Similarly, it is shown that the perceived importance of ICTs among Pacific Alliance companies significantly influences the frequency of ICT use. Therefore, in general, public administrations and companies are interested in learning more about the positive effect of ICT on the productivity of organizations. Additionally, the study showed relevant gaps between large and small-sized companies of the Pacific Alliance in the use of specialized ICT, which invites to improve their dissemination, implementation, and acquisition with the support of governments, in order to overcome possible barriers related to high acquisition costs, training needs, and support infrastructure.
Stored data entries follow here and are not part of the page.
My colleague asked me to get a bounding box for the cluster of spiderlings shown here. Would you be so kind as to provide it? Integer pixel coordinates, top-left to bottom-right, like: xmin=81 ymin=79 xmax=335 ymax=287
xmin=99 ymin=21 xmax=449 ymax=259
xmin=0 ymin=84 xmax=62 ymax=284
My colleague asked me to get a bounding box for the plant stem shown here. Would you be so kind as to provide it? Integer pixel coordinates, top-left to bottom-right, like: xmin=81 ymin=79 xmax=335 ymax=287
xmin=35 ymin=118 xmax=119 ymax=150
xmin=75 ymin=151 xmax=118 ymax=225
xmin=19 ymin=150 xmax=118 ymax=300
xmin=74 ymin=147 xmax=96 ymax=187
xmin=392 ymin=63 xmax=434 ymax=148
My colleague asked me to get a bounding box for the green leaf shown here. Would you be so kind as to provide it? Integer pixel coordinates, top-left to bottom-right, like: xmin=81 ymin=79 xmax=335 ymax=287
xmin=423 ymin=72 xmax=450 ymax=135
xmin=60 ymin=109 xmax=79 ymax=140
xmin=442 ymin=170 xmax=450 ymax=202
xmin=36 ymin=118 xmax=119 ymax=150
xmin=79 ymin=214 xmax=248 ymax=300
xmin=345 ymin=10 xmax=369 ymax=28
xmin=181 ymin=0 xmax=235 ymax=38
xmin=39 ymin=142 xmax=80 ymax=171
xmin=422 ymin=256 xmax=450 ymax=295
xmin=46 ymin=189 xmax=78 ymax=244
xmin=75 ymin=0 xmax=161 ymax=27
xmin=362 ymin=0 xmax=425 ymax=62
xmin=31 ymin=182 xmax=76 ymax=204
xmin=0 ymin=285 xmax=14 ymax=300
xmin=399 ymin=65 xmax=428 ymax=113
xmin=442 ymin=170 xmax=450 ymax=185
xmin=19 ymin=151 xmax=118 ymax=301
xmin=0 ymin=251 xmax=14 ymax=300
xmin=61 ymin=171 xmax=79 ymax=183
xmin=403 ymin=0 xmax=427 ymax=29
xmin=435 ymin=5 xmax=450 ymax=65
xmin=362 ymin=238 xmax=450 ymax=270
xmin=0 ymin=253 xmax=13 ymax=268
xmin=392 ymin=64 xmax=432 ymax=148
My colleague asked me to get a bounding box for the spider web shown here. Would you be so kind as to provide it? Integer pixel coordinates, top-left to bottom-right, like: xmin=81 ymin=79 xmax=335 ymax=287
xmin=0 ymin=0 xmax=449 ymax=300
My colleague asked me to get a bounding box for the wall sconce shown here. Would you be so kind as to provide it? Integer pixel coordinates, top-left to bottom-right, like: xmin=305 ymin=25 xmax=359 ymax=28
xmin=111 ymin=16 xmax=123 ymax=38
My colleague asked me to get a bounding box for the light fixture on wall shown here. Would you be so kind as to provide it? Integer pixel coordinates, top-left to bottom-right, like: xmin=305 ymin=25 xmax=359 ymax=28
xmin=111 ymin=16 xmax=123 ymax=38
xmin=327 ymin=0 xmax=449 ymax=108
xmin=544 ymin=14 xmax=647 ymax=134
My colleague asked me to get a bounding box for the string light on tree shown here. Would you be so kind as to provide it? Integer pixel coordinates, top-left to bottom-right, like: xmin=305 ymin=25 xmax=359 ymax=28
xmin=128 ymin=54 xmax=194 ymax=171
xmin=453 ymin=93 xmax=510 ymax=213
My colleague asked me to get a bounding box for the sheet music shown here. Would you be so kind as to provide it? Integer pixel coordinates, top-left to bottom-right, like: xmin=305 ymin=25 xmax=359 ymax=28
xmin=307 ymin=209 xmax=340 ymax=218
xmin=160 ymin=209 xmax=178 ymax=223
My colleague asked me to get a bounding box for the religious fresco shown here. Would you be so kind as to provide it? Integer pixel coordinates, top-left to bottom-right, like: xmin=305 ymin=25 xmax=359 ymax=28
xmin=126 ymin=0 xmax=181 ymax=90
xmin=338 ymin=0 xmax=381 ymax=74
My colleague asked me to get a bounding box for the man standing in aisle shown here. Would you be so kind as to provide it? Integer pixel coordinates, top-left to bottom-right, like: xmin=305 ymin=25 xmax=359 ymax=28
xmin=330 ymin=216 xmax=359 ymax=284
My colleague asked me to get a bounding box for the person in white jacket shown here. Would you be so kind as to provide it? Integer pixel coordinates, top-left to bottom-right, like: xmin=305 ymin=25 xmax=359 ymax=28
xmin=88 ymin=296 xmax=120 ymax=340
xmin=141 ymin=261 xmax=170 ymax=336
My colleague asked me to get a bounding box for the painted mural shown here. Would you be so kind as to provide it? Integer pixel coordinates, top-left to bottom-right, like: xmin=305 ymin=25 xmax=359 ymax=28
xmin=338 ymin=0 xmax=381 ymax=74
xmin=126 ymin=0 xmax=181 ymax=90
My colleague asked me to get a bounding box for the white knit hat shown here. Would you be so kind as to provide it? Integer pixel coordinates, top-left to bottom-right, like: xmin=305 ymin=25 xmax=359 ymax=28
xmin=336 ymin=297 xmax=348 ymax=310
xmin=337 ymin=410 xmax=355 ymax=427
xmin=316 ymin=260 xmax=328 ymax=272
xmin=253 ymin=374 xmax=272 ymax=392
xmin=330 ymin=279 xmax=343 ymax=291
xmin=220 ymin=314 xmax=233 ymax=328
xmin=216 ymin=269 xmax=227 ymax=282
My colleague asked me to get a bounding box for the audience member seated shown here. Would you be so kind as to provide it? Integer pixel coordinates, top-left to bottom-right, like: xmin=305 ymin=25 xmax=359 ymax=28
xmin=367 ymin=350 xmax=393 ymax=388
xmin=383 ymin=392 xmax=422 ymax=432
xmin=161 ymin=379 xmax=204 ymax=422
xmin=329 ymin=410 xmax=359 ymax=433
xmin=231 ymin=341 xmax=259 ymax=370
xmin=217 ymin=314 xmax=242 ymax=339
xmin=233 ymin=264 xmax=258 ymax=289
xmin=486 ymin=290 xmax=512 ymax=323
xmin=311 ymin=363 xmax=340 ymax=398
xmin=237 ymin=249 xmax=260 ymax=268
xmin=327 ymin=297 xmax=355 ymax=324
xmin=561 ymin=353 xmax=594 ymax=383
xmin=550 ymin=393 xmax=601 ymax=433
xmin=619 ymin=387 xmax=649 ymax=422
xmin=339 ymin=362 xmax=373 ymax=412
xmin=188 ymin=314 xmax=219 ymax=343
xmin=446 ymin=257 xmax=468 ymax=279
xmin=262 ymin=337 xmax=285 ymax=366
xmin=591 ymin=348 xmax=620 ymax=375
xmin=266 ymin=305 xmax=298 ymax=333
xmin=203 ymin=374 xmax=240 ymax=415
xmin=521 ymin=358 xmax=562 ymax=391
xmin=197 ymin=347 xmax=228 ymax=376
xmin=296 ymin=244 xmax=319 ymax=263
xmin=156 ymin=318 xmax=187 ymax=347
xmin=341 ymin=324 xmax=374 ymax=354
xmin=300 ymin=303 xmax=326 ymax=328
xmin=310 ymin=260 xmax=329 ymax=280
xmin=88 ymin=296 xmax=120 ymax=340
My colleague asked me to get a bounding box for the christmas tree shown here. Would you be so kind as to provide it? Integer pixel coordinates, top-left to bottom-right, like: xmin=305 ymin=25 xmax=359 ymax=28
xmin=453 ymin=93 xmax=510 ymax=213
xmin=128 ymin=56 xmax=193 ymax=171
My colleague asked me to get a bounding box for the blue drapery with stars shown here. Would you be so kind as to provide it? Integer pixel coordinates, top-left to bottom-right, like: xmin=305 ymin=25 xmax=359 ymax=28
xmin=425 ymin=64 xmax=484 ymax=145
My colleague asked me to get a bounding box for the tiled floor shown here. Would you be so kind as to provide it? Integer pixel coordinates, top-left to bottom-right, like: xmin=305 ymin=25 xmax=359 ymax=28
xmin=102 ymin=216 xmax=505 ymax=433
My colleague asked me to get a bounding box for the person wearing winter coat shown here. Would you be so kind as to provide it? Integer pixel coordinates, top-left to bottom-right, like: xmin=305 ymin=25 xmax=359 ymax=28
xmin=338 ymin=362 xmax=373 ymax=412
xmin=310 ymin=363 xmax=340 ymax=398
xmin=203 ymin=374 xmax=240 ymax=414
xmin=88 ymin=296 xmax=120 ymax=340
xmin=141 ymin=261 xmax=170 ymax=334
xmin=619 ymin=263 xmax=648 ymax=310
Finally, this research does not escape from some limitations that are important to make explicit. The study is more focused towards a listed set of ICT and the results may differ if we include new categories like internet of the things, artificial intelligence and blockchain. Another element to consider is the maturity (age) of the companies surveyed, which could account for the choice of basic and traditional technologies; perhaps a sample that considers born-global firms could show adoptions of more complex technologies. Likewise, the findings could contain some type of geographic bias towards Mexican firms that dominated the sample in numerical terms of quantity. In this way, future work on the topic could take into account these elements and incorporate new dimensions, other countries and young firms for validating new evidence.